Even if you pay off the new globally spreading ransomware, you won't pull the plug on the malicious software. There's no way for the hackers to communicate with victims who find their files locked up. Early Tuesday morning, the email address listed in the ransomware was blocked.
But that doesn't mean the computer worm will stop spreading. And it also means there's no way way for the cybercriminals to send unlocking codes to people who pay the $300 bitcoin ransom — assuming they ever intended to live up to their part of the bargain, according to security researchers.
"If Posteo killed the address, people paying and then emailing them to retrieve decryption assistance will not receive it," said Paul Burbage, a malware researcher for Flashpoint Intelligence.
Despite this, the electronic currency wallet listed in the red-text-on-black-screen ransomware notice continued to receive funds Tuesday afternoon.
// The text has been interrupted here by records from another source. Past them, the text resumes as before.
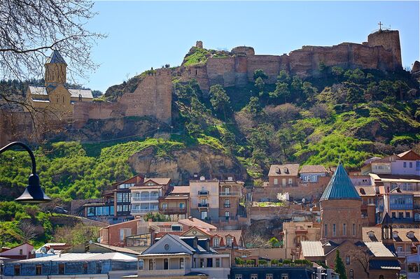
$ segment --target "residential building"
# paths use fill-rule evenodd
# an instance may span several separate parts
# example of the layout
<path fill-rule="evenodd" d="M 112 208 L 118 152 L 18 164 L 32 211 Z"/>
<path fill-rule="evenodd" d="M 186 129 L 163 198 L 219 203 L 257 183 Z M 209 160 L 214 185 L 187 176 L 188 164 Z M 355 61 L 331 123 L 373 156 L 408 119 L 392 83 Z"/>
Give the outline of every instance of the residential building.
<path fill-rule="evenodd" d="M 413 150 L 384 158 L 369 160 L 362 167 L 362 175 L 368 173 L 420 176 L 420 155 Z"/>
<path fill-rule="evenodd" d="M 45 67 L 45 86 L 28 87 L 27 99 L 31 107 L 36 109 L 48 108 L 52 113 L 66 113 L 71 116 L 74 103 L 93 100 L 90 90 L 66 87 L 67 64 L 58 50 L 51 53 Z M 27 110 L 27 108 L 25 110 Z"/>
<path fill-rule="evenodd" d="M 137 260 L 118 252 L 64 253 L 6 262 L 4 278 L 113 279 L 135 273 Z"/>
<path fill-rule="evenodd" d="M 362 228 L 363 241 L 365 242 L 382 242 L 397 255 L 402 271 L 405 270 L 405 257 L 411 254 L 413 245 L 420 245 L 420 230 L 417 229 L 400 229 L 389 227 L 391 223 L 388 215 L 381 227 Z M 387 223 L 388 222 L 388 223 Z M 387 224 L 386 224 L 387 223 Z M 386 231 L 388 229 L 388 231 Z"/>
<path fill-rule="evenodd" d="M 405 262 L 407 279 L 420 279 L 420 245 L 412 248 Z"/>
<path fill-rule="evenodd" d="M 210 248 L 209 238 L 165 234 L 139 256 L 139 278 L 227 278 L 230 255 Z"/>
<path fill-rule="evenodd" d="M 312 222 L 288 222 L 283 223 L 283 248 L 286 250 L 286 259 L 298 259 L 300 241 L 318 241 L 321 238 L 321 224 Z"/>
<path fill-rule="evenodd" d="M 234 266 L 232 279 L 316 279 L 316 269 L 308 266 Z"/>
<path fill-rule="evenodd" d="M 171 178 L 146 178 L 143 183 L 130 187 L 131 214 L 142 217 L 159 212 L 159 199 L 169 193 L 170 184 Z"/>
<path fill-rule="evenodd" d="M 172 221 L 190 215 L 190 186 L 174 186 L 167 195 L 159 199 L 159 211 Z"/>
<path fill-rule="evenodd" d="M 219 180 L 201 176 L 190 180 L 190 210 L 191 216 L 205 221 L 219 220 Z"/>
<path fill-rule="evenodd" d="M 320 205 L 321 241 L 301 241 L 300 259 L 334 266 L 339 251 L 349 279 L 396 278 L 400 270 L 396 255 L 381 242 L 363 241 L 362 199 L 342 164 L 335 169 Z"/>
<path fill-rule="evenodd" d="M 82 206 L 84 208 L 83 216 L 110 224 L 132 220 L 130 188 L 144 181 L 142 176 L 136 175 L 126 180 L 113 183 L 112 189 L 103 194 L 101 200 L 88 201 Z M 74 210 L 73 204 L 71 210 Z"/>
<path fill-rule="evenodd" d="M 299 164 L 272 165 L 268 172 L 269 187 L 297 187 Z"/>
<path fill-rule="evenodd" d="M 3 247 L 0 252 L 0 257 L 10 259 L 25 259 L 35 257 L 32 254 L 34 246 L 29 243 L 23 243 L 11 248 Z"/>

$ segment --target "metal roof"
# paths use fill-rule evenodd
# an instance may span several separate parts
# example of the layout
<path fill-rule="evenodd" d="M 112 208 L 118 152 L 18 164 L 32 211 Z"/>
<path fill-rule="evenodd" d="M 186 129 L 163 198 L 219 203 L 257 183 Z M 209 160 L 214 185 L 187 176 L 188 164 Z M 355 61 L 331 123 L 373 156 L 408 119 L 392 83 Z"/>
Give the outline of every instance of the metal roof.
<path fill-rule="evenodd" d="M 16 263 L 30 263 L 41 262 L 80 262 L 80 261 L 99 261 L 112 259 L 115 261 L 136 262 L 134 257 L 119 252 L 111 253 L 64 253 L 54 256 L 41 257 L 38 258 L 15 261 Z"/>
<path fill-rule="evenodd" d="M 360 196 L 353 185 L 342 164 L 340 164 L 335 169 L 320 201 L 331 199 L 361 200 Z"/>
<path fill-rule="evenodd" d="M 47 59 L 46 64 L 48 63 L 65 64 L 67 65 L 67 63 L 66 63 L 66 61 L 63 57 L 61 56 L 61 54 L 58 50 L 54 50 L 52 53 L 51 53 L 51 55 Z"/>

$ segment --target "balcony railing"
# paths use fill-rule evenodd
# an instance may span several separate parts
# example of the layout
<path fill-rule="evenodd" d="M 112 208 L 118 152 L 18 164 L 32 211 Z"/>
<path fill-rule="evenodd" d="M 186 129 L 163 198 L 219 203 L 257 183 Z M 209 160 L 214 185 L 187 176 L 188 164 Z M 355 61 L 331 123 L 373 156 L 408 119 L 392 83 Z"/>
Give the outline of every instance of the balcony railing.
<path fill-rule="evenodd" d="M 131 213 L 132 214 L 141 214 L 141 213 L 147 213 L 148 212 L 158 212 L 159 211 L 159 208 L 132 208 Z"/>
<path fill-rule="evenodd" d="M 220 196 L 241 196 L 240 192 L 220 192 Z"/>
<path fill-rule="evenodd" d="M 133 196 L 132 197 L 133 201 L 158 201 L 158 199 L 159 199 L 158 196 Z"/>
<path fill-rule="evenodd" d="M 160 211 L 163 214 L 186 214 L 187 213 L 187 208 L 160 208 L 159 210 L 159 211 Z"/>

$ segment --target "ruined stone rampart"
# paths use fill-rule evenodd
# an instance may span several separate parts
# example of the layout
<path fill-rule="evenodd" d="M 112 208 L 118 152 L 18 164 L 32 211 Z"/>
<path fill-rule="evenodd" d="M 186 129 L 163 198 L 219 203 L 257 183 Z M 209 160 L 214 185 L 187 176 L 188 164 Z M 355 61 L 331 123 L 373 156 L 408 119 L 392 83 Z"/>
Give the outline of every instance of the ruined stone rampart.
<path fill-rule="evenodd" d="M 79 102 L 74 104 L 73 117 L 76 126 L 90 119 L 125 116 L 153 116 L 169 124 L 172 101 L 171 70 L 162 69 L 147 74 L 132 93 L 125 93 L 115 103 Z"/>
<path fill-rule="evenodd" d="M 196 78 L 202 90 L 221 84 L 244 86 L 253 81 L 253 73 L 261 69 L 274 83 L 279 72 L 285 70 L 302 78 L 319 75 L 319 64 L 344 69 L 375 69 L 393 71 L 402 69 L 398 31 L 381 30 L 369 35 L 368 42 L 343 43 L 337 45 L 303 46 L 283 55 L 255 55 L 253 48 L 237 47 L 223 58 L 209 57 L 205 64 L 187 66 L 183 78 Z"/>

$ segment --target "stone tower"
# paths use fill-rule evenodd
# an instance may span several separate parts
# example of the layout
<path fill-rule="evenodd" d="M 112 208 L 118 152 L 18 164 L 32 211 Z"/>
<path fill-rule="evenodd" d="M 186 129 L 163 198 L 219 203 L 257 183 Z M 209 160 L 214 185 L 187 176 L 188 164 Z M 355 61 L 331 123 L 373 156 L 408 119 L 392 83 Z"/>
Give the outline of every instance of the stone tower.
<path fill-rule="evenodd" d="M 386 50 L 390 50 L 393 54 L 394 69 L 402 69 L 398 30 L 379 30 L 369 34 L 368 45 L 370 47 L 382 45 Z"/>
<path fill-rule="evenodd" d="M 362 239 L 362 199 L 340 164 L 320 199 L 321 240 L 341 243 Z"/>
<path fill-rule="evenodd" d="M 47 59 L 46 67 L 46 87 L 66 83 L 67 64 L 58 50 L 54 50 Z"/>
As of 6 p.m. ET, the wallet's value was up to nearly $8,000.
Initial reports indicate the new infection hasn't spread as much as WannaCry, but it did reach a large number of organizations. Kaspersky Lab's analysts report 2,000 infections so far. Any computers that hadn't been updated to patched for Wannacry based on the National Security Agency's leaked "EternalBlue" exploit could be susceptible. The security firm Symantec said it had confirmed the new malware used the EternalBlue flaw.
Researchers say all companies should update and patch their Windows software immediately, ensure that they backup and have installed ransomware detection.
If you know your computer is infected, don't restart your computer or pay the ransom, said Ryan Kalember, senior vice president of cybersecurity for Proofpoint. If your computer has already restarted, the best option is to restore it from a backup, he said.
Several security researchers said they believe the current ransomware attack is using malicious software, or malware, based not on "Wannacry" but one another one called "Petya," the Russian word for "Peter." However Kaspersky Labs says it may be an entirely new piece of software.
And if it is indeed a Petya variant, it would attack via by spam emails with infected documents attached, as well as through neighboring infected computers, researchers said. The code would then target the master boot record of a drive, going on to create its own "miniature operating system" and encrypt the rest of the files.
While WannaCry targeted only the files, Petya encrypts the "master file table." That's sort of like locking the card catalog of the hard drive. If you can't open the card catalog, you can't find where your books are.
Cybersecurity experts say all it takes is for one person to open a malicious document to take down an entire computer network.